More than 500 dead in fierce Aleppo clashes

An intense week-long battle in Syria's Aleppo has left more than 500 dead, including rebel fighters, government forces and civilians.
2 min read
07 August, 2016
At least 130 civilians had also been killed since the fighting sparked on Sunday [Getty]
More than 500 fighters have died in one week of fierce clashes in Aleppo, a monitor group said on Saturday.

The figure included both rebels and government forces that died while attempting to seize control of the northern Syrian city.

Although no exact toll could be given by the Syrian Observatory for Human Rights, the monitoring group said the majority of those killed since July 31 were rebels and jihadists "because of the aerial superiority of the regime and intense Russian airstrikes".

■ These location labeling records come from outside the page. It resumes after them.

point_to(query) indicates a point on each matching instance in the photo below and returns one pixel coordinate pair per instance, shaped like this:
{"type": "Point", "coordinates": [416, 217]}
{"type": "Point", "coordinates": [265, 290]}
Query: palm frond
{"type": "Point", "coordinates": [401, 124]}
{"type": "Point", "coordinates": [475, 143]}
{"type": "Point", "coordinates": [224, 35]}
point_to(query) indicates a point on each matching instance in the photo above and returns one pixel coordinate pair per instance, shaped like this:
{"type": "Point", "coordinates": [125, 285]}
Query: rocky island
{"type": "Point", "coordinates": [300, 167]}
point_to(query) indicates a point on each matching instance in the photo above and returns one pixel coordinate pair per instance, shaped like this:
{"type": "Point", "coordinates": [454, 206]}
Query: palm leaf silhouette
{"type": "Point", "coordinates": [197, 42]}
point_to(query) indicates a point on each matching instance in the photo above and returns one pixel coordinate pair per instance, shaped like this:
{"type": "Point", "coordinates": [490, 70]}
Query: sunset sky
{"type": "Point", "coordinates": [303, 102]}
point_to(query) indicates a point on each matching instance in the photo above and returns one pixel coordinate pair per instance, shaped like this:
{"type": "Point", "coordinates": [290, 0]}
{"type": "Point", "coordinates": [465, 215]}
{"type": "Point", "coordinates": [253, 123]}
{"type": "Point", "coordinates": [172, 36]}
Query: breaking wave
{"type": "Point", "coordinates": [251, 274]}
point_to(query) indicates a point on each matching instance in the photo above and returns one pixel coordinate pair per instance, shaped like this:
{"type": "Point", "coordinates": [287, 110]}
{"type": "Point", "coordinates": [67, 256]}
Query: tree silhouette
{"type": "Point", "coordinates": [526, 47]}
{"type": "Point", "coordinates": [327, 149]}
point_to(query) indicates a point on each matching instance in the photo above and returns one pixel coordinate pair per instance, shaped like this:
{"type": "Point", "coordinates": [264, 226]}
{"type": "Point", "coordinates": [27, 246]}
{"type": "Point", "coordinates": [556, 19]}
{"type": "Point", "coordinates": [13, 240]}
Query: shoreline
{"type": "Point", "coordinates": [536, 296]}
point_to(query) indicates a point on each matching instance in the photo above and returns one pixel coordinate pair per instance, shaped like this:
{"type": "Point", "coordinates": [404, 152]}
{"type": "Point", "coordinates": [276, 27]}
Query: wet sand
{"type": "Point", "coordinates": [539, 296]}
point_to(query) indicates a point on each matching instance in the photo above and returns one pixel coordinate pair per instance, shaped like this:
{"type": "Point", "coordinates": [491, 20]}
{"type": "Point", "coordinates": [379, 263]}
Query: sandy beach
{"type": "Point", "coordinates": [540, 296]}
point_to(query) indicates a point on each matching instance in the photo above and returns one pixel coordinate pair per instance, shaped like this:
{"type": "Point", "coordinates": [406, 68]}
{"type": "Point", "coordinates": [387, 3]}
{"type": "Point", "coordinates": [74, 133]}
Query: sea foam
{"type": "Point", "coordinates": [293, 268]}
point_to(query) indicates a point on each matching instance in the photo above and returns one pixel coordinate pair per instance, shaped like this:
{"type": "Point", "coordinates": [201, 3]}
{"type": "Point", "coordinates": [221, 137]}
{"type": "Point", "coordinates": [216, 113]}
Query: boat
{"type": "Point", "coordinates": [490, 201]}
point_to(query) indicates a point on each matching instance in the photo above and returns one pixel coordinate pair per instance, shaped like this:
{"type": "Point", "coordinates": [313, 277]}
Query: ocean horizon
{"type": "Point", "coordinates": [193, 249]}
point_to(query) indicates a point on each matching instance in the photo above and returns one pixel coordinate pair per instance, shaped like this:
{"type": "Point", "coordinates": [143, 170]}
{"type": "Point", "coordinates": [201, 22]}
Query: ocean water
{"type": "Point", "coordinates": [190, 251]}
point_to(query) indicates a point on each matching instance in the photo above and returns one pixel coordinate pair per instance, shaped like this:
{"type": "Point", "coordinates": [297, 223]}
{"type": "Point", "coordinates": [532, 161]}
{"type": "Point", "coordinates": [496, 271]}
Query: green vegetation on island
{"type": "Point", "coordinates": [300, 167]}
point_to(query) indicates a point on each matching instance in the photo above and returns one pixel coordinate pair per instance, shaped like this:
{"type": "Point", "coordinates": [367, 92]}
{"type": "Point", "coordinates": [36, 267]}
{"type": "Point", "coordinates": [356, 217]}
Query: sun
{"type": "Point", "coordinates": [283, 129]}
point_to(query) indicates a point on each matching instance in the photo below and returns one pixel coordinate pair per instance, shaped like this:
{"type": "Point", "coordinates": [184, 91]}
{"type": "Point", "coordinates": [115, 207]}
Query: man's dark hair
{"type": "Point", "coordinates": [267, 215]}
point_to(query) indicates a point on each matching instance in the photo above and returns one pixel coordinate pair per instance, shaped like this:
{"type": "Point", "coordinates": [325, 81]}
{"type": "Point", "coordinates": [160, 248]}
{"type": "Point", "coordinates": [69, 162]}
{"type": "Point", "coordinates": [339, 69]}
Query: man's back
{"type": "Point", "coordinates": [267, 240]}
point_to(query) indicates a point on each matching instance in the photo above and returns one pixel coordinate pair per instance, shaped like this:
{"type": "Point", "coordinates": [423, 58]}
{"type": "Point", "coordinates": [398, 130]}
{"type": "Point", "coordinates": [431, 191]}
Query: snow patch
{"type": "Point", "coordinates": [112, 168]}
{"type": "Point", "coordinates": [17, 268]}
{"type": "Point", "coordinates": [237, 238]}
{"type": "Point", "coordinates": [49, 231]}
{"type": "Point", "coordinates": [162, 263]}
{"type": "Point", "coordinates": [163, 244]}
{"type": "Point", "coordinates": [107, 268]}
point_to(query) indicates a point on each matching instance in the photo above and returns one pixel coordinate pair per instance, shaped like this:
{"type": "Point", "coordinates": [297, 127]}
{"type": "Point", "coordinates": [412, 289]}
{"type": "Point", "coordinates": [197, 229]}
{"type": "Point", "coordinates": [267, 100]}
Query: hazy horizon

At least 130 civilians had also been killed since the fighting sparked on Sunday, the Observatory chief Rami Abdel Rahman said, noting that the majority of these died in rebel shelling of government-controlled districts.

In Hamdaniyeh, at least seven civilians were killed on Saturday when rebels shelled the government-held neighbourhood.

Leading Syrian rebel groups and announced that the siege of Aleppo was broken on Saturday after fighters captured new districts in the city.

Around 300,000 civilians were trapped in eastern parts of Aleppo, which had been encircled by regime troops and militias, before opposition fighters from Ahrar al-Sham, Jaish al-Islam, the Free Syrian Army and other Islamist and opposition factions launched an offensive.

The anti-regime forces captured the armaments school and most of the artillery school at a large military academy.

The news was announced by the former al-Nusra Front - renamed Jabhat Fateh al-Sham after breaking from al-Qaeda last week - who also declared it had seized a third military position.

"Rebels break Aleppo's siege," wrote the Istanbul-based National Coalition on Twitter. 

The Islamist faction Ahrar al-Sham also confirmed on Twitter that a rebel advance had "opened the route to Aleppo".

The rebels now control a road – passing through a southwestern suburb of Aleppo – which is the last open route into the city. 

This means that rebels have cut off regime forces and open up a new road for their own besieged forces in the city's east. 

Abdel Rahman said the advance left the regime forces "in a very difficult position despite Russian air support".

"This is an existential battle. Whoever wins it will win Aleppo," he said

However, state-run media denied that the rebels captured these areas.

More than 280,000 people have been killed since Syria's conflict erupted in 2011 and millions have been forced to flee, including around five million who have sought refuge in neighbouring countries.